ResponsiveHedgehong88 , do you have an option to log into the machine and see the state or if there were any errors? Is there any chance it's running out of memory? The agent also keeps a local log, can you take a look there to see if there is any discrepancy?
Hi CostlyOstrich36 is there a default location for the agents local log?
When the agent starts running a task it will print out where the logs are being saved
For example:task 613b77be5dac4f6f9eaea7962bf4e034 pulled from eb1c9d9c680d4bdea2dbf5cf90e54af2 by worker worker-bruce:3 Running task '613b77be5dac4f6f9eaea7962bf4e034' Storing stdout and stderr log to '/tmp/.clearml_agent_out._sox_04u.txt', '/tmp/.clearml_agent_out._sox_04u.txt'
unfortunately the experiment is run in docker and the container is down already... I don't know if this happened at the same time. So you're saying it might be memory issues? Any other hints i might check while running a new experiment?

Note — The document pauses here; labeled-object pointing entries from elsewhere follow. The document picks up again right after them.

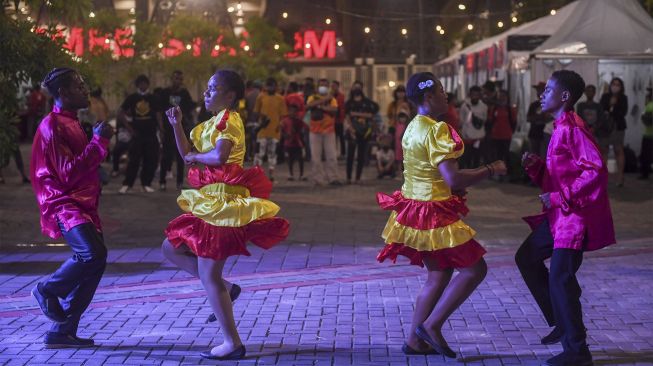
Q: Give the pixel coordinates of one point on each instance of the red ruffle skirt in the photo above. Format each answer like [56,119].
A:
[220,242]
[426,215]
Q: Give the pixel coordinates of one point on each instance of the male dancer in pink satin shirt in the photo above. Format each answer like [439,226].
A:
[576,218]
[67,186]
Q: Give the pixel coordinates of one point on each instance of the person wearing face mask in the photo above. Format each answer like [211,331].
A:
[322,108]
[270,107]
[141,108]
[425,217]
[615,105]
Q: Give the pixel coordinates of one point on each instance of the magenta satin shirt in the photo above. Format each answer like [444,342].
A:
[575,176]
[64,172]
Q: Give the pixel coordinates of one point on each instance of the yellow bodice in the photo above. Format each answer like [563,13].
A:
[205,136]
[426,143]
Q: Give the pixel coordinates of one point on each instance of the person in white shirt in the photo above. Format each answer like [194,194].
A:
[473,115]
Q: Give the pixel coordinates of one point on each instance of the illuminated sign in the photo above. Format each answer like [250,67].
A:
[308,45]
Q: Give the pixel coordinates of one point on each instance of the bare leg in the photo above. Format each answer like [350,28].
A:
[210,272]
[454,295]
[429,296]
[183,258]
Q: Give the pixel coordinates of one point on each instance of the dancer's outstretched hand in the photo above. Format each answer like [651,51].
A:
[174,115]
[499,167]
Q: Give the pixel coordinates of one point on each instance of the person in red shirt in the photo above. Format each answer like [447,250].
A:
[340,116]
[293,129]
[65,180]
[503,119]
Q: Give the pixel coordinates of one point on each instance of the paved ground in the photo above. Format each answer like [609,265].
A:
[320,298]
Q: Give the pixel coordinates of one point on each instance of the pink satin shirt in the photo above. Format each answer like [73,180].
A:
[577,180]
[64,172]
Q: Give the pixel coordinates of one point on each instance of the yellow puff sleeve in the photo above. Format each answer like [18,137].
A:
[443,143]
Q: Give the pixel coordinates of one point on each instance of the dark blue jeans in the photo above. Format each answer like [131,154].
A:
[556,292]
[77,279]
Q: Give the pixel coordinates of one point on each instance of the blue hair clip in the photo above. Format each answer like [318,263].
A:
[425,84]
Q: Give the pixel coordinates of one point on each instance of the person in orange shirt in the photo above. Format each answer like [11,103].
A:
[270,107]
[323,108]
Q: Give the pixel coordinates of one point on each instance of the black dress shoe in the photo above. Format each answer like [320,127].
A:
[554,337]
[61,340]
[408,350]
[584,358]
[443,350]
[49,305]
[237,354]
[233,294]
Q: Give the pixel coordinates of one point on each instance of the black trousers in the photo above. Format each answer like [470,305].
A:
[170,154]
[145,149]
[295,154]
[77,279]
[646,156]
[358,146]
[557,291]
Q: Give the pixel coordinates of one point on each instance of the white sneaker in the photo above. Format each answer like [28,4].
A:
[148,189]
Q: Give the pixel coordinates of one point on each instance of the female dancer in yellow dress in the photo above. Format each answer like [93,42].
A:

ResponsiveHedgehong88 you can try mapping out the /tmp/ folder inside the docker outside for later inspection so the data wouldn't be lost. This could give us a better idea of what's happening
Ok good idea thanks, will do in the next run
Also, in the Scalers section you can see the machine statistics to maybe get an idea. If the memory usage is high this might be the issue. If not then we can cancel out this hypothesis (probably)
Hi ResponsiveHedgehong88 , I was trying to do the same thing but the loggerhook doesn't seem to work. The console log and scalar logs didn't come out when I registered via init.py and load via log_config. Are you able to share how you configure it?